First of all, it must be noted that C was invented during a very early computer era, based on B and BCPL languages from the 1960s. Lots of different experimental computers existed back then - nobody quite knew which ones would survive or become industry standard.
Because of this, the C language even supports three different forms of signed number formats: 1's complement, 2's complement and signed magnitude. Where 1's complement and signed magnitude are allowed to come with exotic behavior such as trap representations or padding bits. But some 99.999% of all modern real-world computers use 2's complement, so all of this is very unhelpful.
Why we need to define these data type so vague
We don't. Not giving the integer types a fixed size and signedness was arguably a naive design mistake. The rationale back in the days was to allow C to run on as many different computers as possible. Which is as it turns out, not at all the same thing as porting C code between different computers.
Lazy programmers might find it handy to sloppily spam int
everywhere without thinking about integer limits, then get a "suitable, large enough integer of the local signedness". But that's not in the slightest helpful when we for example need to use exactly 16 bits 2's complement. Or when we need to optimize for size. Or when we are using an 8 bit CPU and want to avoid anything larger than 8 bits whenever possible.
So int
& friends are not quite portable: the size and signedness format is unknown and inconsistent across platforms, making these so-called "primitive data types" potentially dangerous and/or inefficient.
To make things worse, the unpredictable behavior of int
collides with other language flaws like implicit int type promotion (see Implicit type promotion rules), or the fact that integer constants like 1
are always int
. These rules were meant to turn every expression into int
, to save incompetent programmers from themselves, in case they did arithmetic with overflow on small, signed integer types.

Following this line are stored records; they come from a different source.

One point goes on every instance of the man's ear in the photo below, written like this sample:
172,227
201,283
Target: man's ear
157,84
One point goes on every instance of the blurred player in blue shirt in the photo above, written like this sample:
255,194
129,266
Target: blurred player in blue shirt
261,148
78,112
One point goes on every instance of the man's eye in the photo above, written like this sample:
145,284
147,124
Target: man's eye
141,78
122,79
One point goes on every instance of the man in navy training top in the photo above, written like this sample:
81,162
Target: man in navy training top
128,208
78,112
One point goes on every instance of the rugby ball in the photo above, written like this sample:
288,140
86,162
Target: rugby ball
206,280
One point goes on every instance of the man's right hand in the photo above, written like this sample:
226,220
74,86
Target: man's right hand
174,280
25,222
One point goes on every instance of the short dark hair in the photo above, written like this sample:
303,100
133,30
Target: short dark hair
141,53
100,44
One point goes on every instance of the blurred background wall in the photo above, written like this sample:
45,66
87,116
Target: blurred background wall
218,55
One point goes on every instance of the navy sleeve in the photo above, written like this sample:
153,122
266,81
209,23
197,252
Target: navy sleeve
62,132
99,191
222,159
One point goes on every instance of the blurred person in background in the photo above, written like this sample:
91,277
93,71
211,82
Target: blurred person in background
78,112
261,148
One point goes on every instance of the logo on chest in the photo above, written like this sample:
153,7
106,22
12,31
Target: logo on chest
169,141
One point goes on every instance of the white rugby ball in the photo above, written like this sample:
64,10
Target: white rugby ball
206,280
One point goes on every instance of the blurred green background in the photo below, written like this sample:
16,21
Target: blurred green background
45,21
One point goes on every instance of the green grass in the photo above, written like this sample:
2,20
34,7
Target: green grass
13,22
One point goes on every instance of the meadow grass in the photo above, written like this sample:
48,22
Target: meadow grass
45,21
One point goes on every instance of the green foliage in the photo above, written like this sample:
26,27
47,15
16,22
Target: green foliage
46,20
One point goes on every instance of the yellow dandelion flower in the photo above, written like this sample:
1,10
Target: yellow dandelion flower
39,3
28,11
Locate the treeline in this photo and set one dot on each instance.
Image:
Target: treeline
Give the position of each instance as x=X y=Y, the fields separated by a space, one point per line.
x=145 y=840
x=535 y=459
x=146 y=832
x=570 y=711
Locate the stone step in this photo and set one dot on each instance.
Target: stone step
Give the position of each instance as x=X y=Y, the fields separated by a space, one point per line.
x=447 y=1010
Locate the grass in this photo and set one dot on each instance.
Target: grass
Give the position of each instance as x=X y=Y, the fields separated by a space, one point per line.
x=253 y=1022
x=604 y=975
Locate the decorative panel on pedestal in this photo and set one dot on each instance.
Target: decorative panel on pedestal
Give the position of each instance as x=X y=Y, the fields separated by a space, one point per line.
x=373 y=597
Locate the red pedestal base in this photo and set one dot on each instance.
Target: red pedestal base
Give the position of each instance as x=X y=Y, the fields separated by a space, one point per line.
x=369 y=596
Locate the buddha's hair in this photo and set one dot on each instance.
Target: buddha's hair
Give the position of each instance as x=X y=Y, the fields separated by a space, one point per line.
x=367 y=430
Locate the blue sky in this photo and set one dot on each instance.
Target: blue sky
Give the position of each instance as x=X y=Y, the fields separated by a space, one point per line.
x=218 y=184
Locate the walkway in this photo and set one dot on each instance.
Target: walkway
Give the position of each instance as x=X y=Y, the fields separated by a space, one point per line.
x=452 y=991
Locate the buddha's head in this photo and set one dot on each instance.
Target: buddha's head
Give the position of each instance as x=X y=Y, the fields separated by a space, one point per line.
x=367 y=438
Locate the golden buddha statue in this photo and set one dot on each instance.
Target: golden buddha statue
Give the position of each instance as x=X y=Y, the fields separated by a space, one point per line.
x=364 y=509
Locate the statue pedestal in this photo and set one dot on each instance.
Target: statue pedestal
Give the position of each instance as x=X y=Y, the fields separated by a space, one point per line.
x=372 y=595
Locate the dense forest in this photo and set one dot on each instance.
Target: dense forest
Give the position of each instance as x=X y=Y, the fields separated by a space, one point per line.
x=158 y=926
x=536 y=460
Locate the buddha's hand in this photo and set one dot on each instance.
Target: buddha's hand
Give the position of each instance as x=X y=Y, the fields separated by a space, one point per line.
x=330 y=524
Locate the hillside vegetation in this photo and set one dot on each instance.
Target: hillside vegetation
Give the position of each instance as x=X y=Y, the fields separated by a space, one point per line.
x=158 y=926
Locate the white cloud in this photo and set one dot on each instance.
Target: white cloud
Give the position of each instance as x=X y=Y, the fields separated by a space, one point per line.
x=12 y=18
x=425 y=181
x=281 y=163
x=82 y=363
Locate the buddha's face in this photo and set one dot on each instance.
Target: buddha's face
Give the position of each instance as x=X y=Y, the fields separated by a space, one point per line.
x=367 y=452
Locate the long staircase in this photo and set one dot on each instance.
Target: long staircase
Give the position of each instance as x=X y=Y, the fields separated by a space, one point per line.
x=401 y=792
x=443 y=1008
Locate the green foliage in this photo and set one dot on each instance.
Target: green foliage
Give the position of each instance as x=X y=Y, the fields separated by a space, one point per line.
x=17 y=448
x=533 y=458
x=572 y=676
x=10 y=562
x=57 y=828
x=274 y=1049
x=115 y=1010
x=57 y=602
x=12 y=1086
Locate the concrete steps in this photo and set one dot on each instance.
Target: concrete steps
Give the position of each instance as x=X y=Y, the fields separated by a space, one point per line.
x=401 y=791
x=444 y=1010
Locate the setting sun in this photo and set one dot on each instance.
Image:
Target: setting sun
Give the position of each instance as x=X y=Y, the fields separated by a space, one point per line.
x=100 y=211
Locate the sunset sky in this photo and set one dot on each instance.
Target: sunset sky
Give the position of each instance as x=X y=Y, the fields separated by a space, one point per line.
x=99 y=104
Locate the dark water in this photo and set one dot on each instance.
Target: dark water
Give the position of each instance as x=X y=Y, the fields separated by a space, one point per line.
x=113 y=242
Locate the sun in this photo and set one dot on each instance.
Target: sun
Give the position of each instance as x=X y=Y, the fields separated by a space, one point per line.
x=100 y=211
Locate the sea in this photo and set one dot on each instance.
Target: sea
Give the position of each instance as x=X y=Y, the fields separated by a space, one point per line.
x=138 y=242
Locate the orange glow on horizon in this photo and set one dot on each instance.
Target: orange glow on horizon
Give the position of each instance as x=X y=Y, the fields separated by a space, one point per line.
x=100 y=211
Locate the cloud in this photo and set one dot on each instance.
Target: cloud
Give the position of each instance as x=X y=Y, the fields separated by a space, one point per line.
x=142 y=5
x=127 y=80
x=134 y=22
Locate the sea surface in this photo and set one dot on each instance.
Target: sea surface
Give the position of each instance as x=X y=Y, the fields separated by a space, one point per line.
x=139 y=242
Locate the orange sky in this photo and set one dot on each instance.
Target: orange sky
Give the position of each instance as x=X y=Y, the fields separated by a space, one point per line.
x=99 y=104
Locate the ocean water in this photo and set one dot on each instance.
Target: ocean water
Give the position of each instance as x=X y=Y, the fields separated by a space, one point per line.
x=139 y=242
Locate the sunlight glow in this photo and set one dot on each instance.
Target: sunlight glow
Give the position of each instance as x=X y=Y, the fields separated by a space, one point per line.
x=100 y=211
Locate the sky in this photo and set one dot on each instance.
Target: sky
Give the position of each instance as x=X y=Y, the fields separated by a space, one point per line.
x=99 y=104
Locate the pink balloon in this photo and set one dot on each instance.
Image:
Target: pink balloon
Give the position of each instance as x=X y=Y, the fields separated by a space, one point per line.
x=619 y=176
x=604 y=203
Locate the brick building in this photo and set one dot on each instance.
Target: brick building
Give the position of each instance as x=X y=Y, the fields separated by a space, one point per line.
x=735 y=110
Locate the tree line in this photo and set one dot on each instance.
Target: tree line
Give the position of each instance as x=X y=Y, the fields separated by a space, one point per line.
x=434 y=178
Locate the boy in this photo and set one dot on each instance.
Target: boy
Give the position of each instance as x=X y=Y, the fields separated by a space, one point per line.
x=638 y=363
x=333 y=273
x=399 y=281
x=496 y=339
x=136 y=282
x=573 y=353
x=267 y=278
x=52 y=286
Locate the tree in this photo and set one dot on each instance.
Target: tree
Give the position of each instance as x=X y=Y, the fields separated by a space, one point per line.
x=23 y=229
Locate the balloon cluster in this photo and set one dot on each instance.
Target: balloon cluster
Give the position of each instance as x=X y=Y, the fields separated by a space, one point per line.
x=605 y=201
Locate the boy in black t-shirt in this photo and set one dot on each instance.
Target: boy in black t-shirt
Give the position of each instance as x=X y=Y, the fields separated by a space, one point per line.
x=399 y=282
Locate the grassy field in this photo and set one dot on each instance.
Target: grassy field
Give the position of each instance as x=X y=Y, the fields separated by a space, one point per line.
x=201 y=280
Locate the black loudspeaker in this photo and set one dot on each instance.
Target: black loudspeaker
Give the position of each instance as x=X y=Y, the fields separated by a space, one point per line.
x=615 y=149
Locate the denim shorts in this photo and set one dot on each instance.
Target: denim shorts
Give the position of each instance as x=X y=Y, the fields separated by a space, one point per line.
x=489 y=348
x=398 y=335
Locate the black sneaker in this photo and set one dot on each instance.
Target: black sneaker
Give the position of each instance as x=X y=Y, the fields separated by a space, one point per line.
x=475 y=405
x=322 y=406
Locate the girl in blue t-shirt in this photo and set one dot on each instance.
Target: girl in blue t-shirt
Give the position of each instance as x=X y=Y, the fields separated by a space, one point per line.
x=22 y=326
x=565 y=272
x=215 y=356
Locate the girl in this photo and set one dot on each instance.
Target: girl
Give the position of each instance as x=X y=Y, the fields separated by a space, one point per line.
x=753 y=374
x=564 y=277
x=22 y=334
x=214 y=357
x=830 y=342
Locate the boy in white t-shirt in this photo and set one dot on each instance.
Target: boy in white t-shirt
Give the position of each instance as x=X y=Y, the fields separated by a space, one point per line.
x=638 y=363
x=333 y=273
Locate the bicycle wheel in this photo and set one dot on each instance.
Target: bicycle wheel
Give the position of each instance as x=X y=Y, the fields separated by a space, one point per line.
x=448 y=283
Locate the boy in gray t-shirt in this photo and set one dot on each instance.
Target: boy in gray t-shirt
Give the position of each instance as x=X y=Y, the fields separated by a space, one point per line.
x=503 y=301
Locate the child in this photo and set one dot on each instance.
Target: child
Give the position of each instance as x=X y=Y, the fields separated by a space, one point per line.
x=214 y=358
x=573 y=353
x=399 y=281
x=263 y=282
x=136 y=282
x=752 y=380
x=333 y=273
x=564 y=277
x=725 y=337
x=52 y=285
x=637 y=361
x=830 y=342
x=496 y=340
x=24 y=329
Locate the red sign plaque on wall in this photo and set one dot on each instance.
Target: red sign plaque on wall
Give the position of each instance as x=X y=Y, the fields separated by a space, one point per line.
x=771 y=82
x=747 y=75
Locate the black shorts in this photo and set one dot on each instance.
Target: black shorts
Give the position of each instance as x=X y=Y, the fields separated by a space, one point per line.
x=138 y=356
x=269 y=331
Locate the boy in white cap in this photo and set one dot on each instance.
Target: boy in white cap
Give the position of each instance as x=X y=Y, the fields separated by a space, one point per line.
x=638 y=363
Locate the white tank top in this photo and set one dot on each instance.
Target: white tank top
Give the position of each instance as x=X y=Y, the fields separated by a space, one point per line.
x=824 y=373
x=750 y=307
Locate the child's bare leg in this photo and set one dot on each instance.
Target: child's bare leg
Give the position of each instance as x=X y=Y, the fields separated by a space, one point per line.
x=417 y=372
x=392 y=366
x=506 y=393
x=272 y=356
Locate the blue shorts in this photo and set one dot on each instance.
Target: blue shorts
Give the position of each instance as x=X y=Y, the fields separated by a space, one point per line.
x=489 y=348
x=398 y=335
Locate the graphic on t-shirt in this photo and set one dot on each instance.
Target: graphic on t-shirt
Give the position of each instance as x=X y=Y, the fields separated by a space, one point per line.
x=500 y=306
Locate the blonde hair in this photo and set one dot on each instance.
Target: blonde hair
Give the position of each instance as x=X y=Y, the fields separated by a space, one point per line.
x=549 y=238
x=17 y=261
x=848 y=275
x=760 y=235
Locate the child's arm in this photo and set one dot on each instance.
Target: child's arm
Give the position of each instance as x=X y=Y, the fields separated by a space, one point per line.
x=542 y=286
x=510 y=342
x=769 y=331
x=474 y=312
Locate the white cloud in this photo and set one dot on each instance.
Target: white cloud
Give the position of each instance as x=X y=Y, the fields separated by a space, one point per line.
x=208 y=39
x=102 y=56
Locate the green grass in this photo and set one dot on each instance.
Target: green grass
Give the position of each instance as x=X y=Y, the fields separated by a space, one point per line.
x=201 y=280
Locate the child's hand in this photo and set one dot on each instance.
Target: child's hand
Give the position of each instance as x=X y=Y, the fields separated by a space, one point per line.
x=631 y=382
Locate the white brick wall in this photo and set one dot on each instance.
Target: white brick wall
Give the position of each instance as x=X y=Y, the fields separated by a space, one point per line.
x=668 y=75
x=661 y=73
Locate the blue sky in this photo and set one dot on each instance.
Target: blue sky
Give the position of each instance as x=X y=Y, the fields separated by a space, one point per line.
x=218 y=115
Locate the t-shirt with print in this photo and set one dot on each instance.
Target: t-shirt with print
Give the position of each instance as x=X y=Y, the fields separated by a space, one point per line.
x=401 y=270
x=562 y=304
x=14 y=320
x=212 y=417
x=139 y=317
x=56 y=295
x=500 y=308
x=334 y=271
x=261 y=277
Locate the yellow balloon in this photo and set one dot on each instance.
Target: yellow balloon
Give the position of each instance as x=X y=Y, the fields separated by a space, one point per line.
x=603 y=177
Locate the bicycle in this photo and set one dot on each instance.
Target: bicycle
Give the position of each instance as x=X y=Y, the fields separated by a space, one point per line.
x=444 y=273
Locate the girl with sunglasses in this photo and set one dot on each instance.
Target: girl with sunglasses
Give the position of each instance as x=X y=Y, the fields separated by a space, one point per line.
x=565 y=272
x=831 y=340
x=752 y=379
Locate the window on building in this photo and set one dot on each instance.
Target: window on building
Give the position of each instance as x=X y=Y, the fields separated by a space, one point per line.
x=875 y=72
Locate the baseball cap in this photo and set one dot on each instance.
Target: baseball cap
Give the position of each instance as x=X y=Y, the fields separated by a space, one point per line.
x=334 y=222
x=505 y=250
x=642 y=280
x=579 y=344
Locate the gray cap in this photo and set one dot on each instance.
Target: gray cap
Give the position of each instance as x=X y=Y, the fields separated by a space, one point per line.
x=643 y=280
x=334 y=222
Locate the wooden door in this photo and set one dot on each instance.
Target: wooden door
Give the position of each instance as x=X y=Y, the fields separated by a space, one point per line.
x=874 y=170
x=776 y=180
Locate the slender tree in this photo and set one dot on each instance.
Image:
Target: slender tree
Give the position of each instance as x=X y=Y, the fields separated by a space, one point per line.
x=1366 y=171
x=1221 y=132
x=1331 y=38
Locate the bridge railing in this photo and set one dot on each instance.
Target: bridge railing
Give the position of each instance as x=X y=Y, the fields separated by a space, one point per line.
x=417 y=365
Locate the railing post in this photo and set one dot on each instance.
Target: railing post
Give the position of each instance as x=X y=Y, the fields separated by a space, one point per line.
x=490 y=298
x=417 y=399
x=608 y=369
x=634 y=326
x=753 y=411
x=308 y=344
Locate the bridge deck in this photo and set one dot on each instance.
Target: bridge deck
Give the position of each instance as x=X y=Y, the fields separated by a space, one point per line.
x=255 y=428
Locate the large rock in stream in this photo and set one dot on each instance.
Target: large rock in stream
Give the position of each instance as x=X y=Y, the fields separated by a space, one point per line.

For example int8_t i8=0; ... i8 = i8 + 256;
doesn't actually cause signed overflow in C, because the operation is carried out on type int
, which is then converted back to the small integer type int8_t
(although in an implementation-defined manner).
However, the implicit promotion rules always caused more harm than good. Your unsigned short
may suddenly and silently turn into a signed int
when ported from a 16 bit system to a 32 bit system. Which in turn can create all manner of subtle bugs, particularly when using bitwise operators/writing hardware-related code. And the rules create an inconsistency between how small integer types and large integer types work inside expressions.
To solve some of these problems, stdint.h
was introduced in the language back in 1999. It contains types like uint8_t
that are guaranteed to have a fixed size no matter system. And they are guaranteed to be 2's complement. In addition, we may use types like uint_fast8_t
to let the compiler pick the fastest suitable type for a given system, portably. Most professional C software nowadays - embedded systems in particular - only ever use the stdint.h
types and never the native types.
stdint.h
makes it easier to port code, but it doesn't really solve the implicit promotion problems. To solve those, the language would have to be rewritten with a stronger type system and enforce that all integer converts have to be explicit with casts. Since there is no hope of C ever getting fixed, safe subsets of the language were developed, such as MISRA-C and CERT-C. A significant portion of these documents are dedicated to solving implicit conversion bugs.
A note about size_t
specifically, it is guaranteed to be unsigned and "large enough", but that's about it. They didn't really give enough thought about defining what it's supposed to represent. The maximum size of an object? An array? Or just the type returned by sizeof
? There's an unexpected dependency between it and ptrdiff_t
- another language flaw - see this exotic problem I ran into when using size_t
to represent the maximum allowed size of an array.